Ian Read, Staffordshire Fire and Rescue Service’s Head of Prevent, Protect and Partnerships, said: “The cost of living crisis has meant that now, more than ever, people are struggling to heat their homes affordably.
“As the most vulnerable try to be more resourceful in keeping their homes warm, they are potentially creating a serious fire hazard, which endangers their own lives and that of those around them.
“As we always say, prevention is better than cure. It is far easier for you to safely heat your home than it is for us to put out a fire.”
“Responsible heating is the only way to ensure your safety during these freezing conditions.”
Staffordshire Fire and Rescue Service offer free Safe and Well Visits to qualifying residents. This involves a firefighter or technician visiting your home to identify any fire safety hazards and to provide equipment or advice to reduce the likelihood of a fire occurring. You can freephone 0800 0241 999 to see if you are eligible for a visit.
Officers also want to remind people – especially parents and dog walkers – about the potentially fatal dangers of frozen water. From small ponds and lakes to large rivers and canals, extra care must be taken to avoid any accidents or complications with frozen water..
Pets should be kept on a lead at all times, but if you see your them or anyone else on or in frozen water, you must not go after them.

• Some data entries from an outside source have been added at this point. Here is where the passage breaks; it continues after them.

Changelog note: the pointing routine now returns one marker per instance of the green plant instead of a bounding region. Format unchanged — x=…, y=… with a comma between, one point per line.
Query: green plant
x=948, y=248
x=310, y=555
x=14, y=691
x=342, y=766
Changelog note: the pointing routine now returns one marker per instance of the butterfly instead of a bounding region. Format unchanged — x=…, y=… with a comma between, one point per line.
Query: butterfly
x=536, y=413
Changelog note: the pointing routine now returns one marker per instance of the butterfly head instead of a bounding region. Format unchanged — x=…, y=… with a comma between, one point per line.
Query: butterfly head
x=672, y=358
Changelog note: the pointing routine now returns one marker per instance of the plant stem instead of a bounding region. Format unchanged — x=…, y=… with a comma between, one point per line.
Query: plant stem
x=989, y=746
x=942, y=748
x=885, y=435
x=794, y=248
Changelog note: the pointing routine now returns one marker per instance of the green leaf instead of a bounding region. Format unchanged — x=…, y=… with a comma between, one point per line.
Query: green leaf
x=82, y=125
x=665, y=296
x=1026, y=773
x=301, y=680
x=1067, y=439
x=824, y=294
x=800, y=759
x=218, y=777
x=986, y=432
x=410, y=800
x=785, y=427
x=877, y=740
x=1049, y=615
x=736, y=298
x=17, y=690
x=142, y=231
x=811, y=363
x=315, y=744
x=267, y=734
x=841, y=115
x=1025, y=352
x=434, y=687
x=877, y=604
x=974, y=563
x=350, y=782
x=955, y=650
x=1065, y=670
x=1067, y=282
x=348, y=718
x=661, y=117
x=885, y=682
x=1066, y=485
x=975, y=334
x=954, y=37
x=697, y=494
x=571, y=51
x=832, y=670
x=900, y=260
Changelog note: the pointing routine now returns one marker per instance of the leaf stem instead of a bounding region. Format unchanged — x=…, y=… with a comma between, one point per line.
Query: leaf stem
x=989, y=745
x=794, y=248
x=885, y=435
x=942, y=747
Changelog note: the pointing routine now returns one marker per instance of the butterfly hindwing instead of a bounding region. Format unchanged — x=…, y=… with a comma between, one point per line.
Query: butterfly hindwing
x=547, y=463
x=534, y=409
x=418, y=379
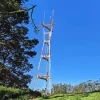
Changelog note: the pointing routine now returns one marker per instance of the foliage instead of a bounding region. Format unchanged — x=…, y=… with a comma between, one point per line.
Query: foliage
x=85, y=87
x=15, y=46
x=17, y=94
x=91, y=96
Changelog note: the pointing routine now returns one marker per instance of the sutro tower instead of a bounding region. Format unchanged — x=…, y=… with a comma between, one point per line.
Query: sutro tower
x=45, y=54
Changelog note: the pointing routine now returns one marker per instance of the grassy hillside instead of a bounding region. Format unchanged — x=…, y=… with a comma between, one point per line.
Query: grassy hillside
x=90, y=96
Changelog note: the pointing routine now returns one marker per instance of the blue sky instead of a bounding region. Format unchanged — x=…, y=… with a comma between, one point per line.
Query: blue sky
x=75, y=43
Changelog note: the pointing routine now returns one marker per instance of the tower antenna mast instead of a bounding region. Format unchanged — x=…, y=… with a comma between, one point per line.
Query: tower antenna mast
x=45, y=54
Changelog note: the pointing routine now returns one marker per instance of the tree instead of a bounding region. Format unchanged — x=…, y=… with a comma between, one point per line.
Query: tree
x=15, y=45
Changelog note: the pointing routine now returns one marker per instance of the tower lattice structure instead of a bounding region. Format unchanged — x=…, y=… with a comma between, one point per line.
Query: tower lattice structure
x=45, y=54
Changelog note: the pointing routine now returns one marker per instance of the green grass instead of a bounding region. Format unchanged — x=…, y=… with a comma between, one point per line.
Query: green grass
x=91, y=96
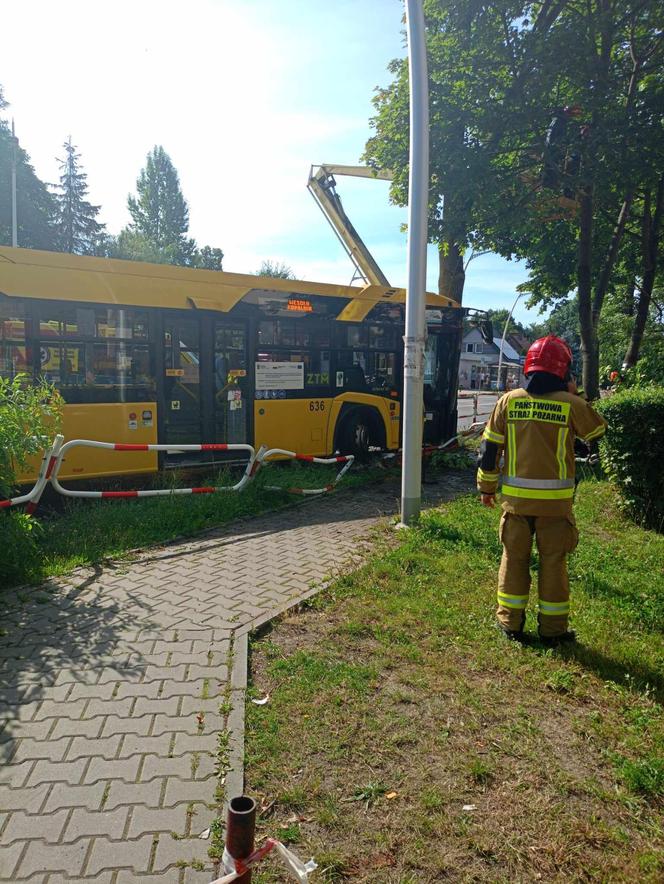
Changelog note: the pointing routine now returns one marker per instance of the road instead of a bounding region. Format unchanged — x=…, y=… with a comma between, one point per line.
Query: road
x=485, y=404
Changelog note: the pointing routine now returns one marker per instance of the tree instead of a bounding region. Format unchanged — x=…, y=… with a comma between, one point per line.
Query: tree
x=208, y=258
x=277, y=269
x=544, y=126
x=160, y=217
x=35, y=205
x=159, y=211
x=472, y=75
x=79, y=231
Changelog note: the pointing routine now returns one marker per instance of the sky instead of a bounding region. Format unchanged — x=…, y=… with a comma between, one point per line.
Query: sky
x=244, y=95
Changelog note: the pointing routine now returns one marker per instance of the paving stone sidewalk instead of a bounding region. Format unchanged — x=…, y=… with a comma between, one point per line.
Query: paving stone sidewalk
x=114, y=687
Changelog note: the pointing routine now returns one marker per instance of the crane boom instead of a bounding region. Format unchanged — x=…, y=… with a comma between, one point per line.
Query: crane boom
x=322, y=186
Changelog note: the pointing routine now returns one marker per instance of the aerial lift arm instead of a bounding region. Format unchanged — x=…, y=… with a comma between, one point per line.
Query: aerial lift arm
x=323, y=189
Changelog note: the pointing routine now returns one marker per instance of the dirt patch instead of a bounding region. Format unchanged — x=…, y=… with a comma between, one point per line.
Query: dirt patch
x=401, y=761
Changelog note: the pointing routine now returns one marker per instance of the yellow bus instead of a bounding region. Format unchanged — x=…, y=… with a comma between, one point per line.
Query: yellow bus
x=156, y=353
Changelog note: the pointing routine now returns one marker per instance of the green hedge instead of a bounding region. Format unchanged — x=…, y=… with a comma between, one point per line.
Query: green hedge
x=633, y=451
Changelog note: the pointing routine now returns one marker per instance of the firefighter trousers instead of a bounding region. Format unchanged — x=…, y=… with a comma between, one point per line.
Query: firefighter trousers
x=556, y=537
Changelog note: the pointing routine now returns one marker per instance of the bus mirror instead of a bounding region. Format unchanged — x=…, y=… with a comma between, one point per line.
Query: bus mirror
x=486, y=330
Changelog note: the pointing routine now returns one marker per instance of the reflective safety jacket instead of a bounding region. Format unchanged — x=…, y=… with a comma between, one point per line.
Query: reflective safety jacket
x=535, y=435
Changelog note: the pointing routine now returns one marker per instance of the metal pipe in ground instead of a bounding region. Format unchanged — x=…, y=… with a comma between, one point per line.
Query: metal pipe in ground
x=240, y=831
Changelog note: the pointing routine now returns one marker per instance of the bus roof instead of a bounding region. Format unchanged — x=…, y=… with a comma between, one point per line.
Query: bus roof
x=60, y=276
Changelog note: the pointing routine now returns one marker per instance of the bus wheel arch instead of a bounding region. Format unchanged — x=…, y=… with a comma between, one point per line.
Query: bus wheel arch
x=359, y=427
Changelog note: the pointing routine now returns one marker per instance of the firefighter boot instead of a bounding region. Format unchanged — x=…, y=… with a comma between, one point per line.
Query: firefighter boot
x=516, y=535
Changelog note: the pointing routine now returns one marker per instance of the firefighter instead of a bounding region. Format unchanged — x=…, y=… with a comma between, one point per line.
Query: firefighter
x=534, y=429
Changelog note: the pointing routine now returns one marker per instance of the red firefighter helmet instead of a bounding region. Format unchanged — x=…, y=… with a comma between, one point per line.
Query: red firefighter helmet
x=549, y=354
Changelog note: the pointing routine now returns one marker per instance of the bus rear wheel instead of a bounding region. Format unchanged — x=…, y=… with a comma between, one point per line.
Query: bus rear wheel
x=356, y=438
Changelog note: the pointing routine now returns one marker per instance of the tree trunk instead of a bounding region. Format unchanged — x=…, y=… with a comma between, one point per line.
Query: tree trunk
x=451, y=275
x=589, y=344
x=650, y=249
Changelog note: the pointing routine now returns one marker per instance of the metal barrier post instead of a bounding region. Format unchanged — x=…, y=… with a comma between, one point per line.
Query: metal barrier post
x=240, y=831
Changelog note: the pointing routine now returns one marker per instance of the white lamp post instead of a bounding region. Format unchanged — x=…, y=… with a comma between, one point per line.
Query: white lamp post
x=418, y=201
x=499, y=383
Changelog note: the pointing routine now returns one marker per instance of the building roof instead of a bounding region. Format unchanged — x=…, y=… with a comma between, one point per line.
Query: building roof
x=508, y=351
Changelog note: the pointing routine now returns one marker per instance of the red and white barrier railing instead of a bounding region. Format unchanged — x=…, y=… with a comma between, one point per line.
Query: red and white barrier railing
x=55, y=457
x=158, y=492
x=46, y=469
x=263, y=455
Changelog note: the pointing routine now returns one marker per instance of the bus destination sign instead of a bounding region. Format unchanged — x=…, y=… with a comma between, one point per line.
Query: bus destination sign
x=280, y=376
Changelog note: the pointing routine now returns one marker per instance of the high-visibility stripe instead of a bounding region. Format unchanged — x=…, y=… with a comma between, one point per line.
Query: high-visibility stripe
x=539, y=493
x=553, y=608
x=511, y=449
x=561, y=453
x=595, y=434
x=512, y=601
x=490, y=436
x=542, y=484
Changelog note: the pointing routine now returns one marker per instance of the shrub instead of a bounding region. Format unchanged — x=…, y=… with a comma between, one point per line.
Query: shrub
x=29, y=416
x=633, y=451
x=21, y=558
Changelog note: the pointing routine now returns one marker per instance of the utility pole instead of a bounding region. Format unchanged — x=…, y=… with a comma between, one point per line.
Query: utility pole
x=14, y=212
x=418, y=201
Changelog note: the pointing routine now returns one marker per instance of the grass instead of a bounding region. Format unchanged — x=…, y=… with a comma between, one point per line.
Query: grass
x=406, y=740
x=86, y=532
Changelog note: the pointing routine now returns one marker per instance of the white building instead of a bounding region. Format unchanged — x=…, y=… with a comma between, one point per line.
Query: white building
x=478, y=365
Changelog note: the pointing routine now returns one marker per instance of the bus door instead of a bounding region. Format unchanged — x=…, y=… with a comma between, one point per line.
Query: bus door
x=182, y=381
x=231, y=383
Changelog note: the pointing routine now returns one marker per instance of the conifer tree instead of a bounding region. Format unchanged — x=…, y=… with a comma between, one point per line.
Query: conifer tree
x=159, y=211
x=35, y=205
x=79, y=231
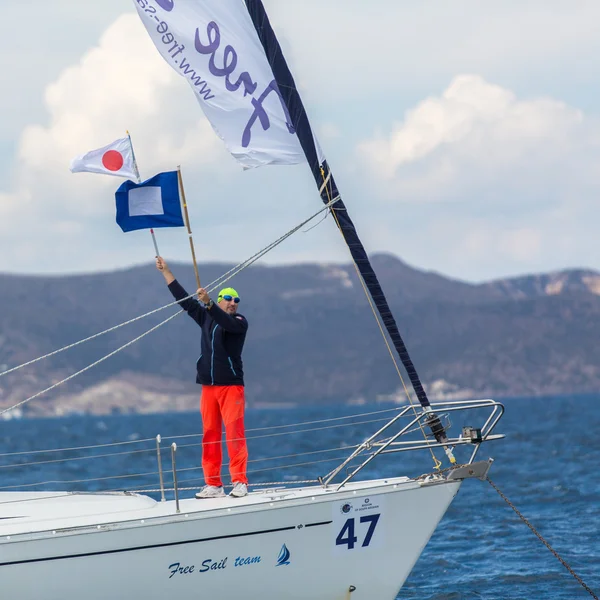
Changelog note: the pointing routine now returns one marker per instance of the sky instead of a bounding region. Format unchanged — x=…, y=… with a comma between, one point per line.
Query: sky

In all instances, contact as soon as possible. Specialist equipment can help to get the individuals or animals out of danger.
Ian added: “Frozen water is often not as strong as it looks – the ice can easily break and cause shock to set in should anyone fall through.
“Dog walkers and people near frozen water need to take extra care to make sure they don’t accidentally fall in. Playing and walking on frozen water can easy turn fatal and should be avoided at all costs.
“By taking extra steps and speaking to people about the dangers involved with cold weather snaps, we can all work together to minimise risk, stop tragic accidents and help keep our communities safe.”